Misiacyk pisze:W sumie to nie wiem po co to napiszę ale ...
Pracuję jako menedżer inwestycyjny wystawiający zgodnie z prawem pisemne rekomendacje inwestycyjne, w jednym z polskich banków, klientom bankowości prywatnej (portfele 2mln plus). Piszę to tylko po to, aby potwierdzić fakt tego, że wiem o czym mówię.
Forma prawna tego co próbujecie zrobić jest co najwyżej próbą chwilowego wykorzystania pewnych luk ustawowych. Jednak w mojej opinii wraz z rosnącymi aktywami(lub rozgłosem) kwestią czasu jest zainteresowanie się Państwa firmą przez KNF.
Ogromnym problemem w tym przypadku jest ryzyko z jakim wiąże się powierzenie Wam środków. Fundusze inwestycyjne działające zgodnie z prawem mają depozytariuszy *banki), którzy czuwają nad realizacją postanowień statutowych dotyczących polityki inwestycyjnej czy też maksymalnego ryzyka. Nie dopuszczą oni do wypłaty środków na cel inny niż tam zdefiniowany. W tym przypadku "klient" wpłaca środki na wskazany przez Was rachunek w jednym z banków i dalej nie ma żadnej pewności co się z tymi środkami dzieje - w jaki sposób, za pośrednictwem jakich platform i z jakim ryzykiem są inwestowane (lub nie inwestowane). Kwestia konstrukcji ewentualnych umów to osobna sprawa...
Nie wiem jaka jest Państwa docelowa grupa klientów, ale proszę mi uwierzyć - obecnie będzie niewiele osób, które zdecydują się powierzyć środki firmie o tak mętnej formie prawnej oraz tak zdefiniowanych parametrach oczekiwanej stopy zwrotu. Porównanie do Amber Gold nie jest przypadkowe - ponieważ tak będzie traktowani przez klientów. Nie bez przyczyny w Polsce doradztwo inwestycyjne jest licencjonowane, a w tym przypadku nawet nie kryją się Państwo, że to robią. Więc albo posiadacie stosowne uprawnienia, albo w końcu będziecie musieli je posiadać.

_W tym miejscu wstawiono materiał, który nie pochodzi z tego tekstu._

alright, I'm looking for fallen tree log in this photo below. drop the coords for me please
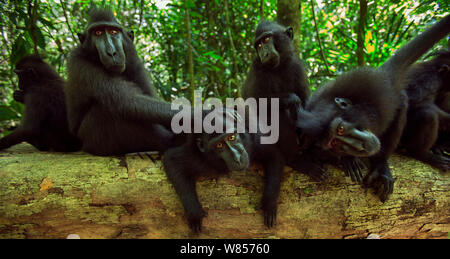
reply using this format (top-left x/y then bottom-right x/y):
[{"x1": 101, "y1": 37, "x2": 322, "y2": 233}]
[{"x1": 0, "y1": 143, "x2": 448, "y2": 239}]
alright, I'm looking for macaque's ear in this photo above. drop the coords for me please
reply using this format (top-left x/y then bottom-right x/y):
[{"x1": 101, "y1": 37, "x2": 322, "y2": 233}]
[
  {"x1": 77, "y1": 33, "x2": 86, "y2": 44},
  {"x1": 285, "y1": 26, "x2": 294, "y2": 40}
]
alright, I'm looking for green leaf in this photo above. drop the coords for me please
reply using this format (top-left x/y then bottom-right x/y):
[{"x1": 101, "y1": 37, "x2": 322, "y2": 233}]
[
  {"x1": 10, "y1": 36, "x2": 30, "y2": 65},
  {"x1": 210, "y1": 65, "x2": 221, "y2": 72},
  {"x1": 0, "y1": 105, "x2": 20, "y2": 121},
  {"x1": 203, "y1": 51, "x2": 223, "y2": 60},
  {"x1": 9, "y1": 101, "x2": 24, "y2": 115},
  {"x1": 35, "y1": 28, "x2": 46, "y2": 49},
  {"x1": 38, "y1": 17, "x2": 56, "y2": 30},
  {"x1": 190, "y1": 10, "x2": 202, "y2": 18}
]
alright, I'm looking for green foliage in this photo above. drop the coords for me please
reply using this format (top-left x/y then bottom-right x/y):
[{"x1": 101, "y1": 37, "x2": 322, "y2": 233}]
[
  {"x1": 0, "y1": 105, "x2": 20, "y2": 121},
  {"x1": 301, "y1": 0, "x2": 449, "y2": 87},
  {"x1": 0, "y1": 0, "x2": 448, "y2": 135}
]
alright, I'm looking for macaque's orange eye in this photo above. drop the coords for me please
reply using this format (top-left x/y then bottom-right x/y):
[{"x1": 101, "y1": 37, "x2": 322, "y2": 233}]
[
  {"x1": 337, "y1": 125, "x2": 345, "y2": 136},
  {"x1": 109, "y1": 29, "x2": 119, "y2": 35},
  {"x1": 227, "y1": 135, "x2": 236, "y2": 141},
  {"x1": 94, "y1": 30, "x2": 103, "y2": 36},
  {"x1": 264, "y1": 36, "x2": 270, "y2": 43},
  {"x1": 216, "y1": 142, "x2": 224, "y2": 149}
]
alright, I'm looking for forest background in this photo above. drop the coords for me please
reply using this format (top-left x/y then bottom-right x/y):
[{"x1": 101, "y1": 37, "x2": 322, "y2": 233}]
[{"x1": 0, "y1": 0, "x2": 449, "y2": 137}]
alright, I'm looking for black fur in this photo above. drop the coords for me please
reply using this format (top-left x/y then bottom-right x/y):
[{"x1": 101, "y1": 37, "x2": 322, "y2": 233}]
[
  {"x1": 0, "y1": 55, "x2": 81, "y2": 152},
  {"x1": 434, "y1": 92, "x2": 450, "y2": 153},
  {"x1": 296, "y1": 15, "x2": 450, "y2": 202},
  {"x1": 66, "y1": 8, "x2": 177, "y2": 156},
  {"x1": 400, "y1": 50, "x2": 450, "y2": 170},
  {"x1": 242, "y1": 21, "x2": 309, "y2": 106},
  {"x1": 163, "y1": 127, "x2": 285, "y2": 232},
  {"x1": 241, "y1": 20, "x2": 326, "y2": 181}
]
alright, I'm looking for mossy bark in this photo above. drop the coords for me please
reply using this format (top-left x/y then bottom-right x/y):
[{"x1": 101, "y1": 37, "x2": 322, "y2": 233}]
[{"x1": 0, "y1": 144, "x2": 448, "y2": 239}]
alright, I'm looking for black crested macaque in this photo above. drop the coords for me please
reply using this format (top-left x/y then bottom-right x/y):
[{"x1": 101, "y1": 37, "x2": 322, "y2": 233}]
[
  {"x1": 400, "y1": 50, "x2": 450, "y2": 170},
  {"x1": 241, "y1": 20, "x2": 327, "y2": 181},
  {"x1": 66, "y1": 8, "x2": 179, "y2": 156},
  {"x1": 0, "y1": 55, "x2": 81, "y2": 152},
  {"x1": 163, "y1": 110, "x2": 285, "y2": 232},
  {"x1": 242, "y1": 21, "x2": 309, "y2": 102},
  {"x1": 434, "y1": 92, "x2": 450, "y2": 154},
  {"x1": 296, "y1": 15, "x2": 450, "y2": 202}
]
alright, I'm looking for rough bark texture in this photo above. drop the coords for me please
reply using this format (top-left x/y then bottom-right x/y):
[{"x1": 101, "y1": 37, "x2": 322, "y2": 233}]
[
  {"x1": 357, "y1": 0, "x2": 367, "y2": 66},
  {"x1": 0, "y1": 144, "x2": 448, "y2": 239},
  {"x1": 276, "y1": 0, "x2": 302, "y2": 54}
]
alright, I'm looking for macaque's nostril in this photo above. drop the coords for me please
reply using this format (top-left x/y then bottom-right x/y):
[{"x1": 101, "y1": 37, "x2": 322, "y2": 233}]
[{"x1": 107, "y1": 51, "x2": 117, "y2": 57}]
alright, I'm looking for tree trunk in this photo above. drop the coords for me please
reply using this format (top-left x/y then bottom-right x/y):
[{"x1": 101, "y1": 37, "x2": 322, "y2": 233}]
[
  {"x1": 0, "y1": 144, "x2": 448, "y2": 239},
  {"x1": 224, "y1": 0, "x2": 239, "y2": 97},
  {"x1": 276, "y1": 0, "x2": 302, "y2": 55},
  {"x1": 259, "y1": 0, "x2": 265, "y2": 19},
  {"x1": 185, "y1": 4, "x2": 195, "y2": 103},
  {"x1": 357, "y1": 0, "x2": 368, "y2": 66},
  {"x1": 28, "y1": 0, "x2": 40, "y2": 54},
  {"x1": 310, "y1": 0, "x2": 331, "y2": 75}
]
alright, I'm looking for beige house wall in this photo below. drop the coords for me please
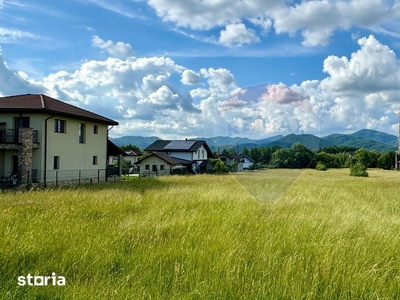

W mojej ocenie, nawet kilka lat bardzo dobrze udokumentowanych wyników potwierdzających możliwość spełnienia założeń państwa "funduszy" (nawet w ten sposób nazywając inwestycję łamiecie prawo) nie skłoniłoby mnie do ulokowania choćby kilku tysięcy za Waszym pośrednictwem.
Proszę nie traktować tego wpisu jako atak, ale dość realną oraz subiektywną ocenę sytuacji osoby "z branży".
Pozdrawiam
Bartek
Dlatego w pełni świadom w swoim poście zacytowałem część z ich oferty. Oferty nazywanej "funduszami". Więc nawet jakby wykasowali lub zmienili swoje posty teksty zostaną. Forma spółdzielni fundusze. Hi hi hi. Goście na prawdę mają kiepskich prawników.

Ale i dotychczasowy sposób "trejdowania" ich głównego gracza pozostawia wiele do myślenia. Raz ma czas, raz nie ma. To się nazywa stabilne zarządzanie.

Pytane skąd ich zna Niemiaszek, że tak broni.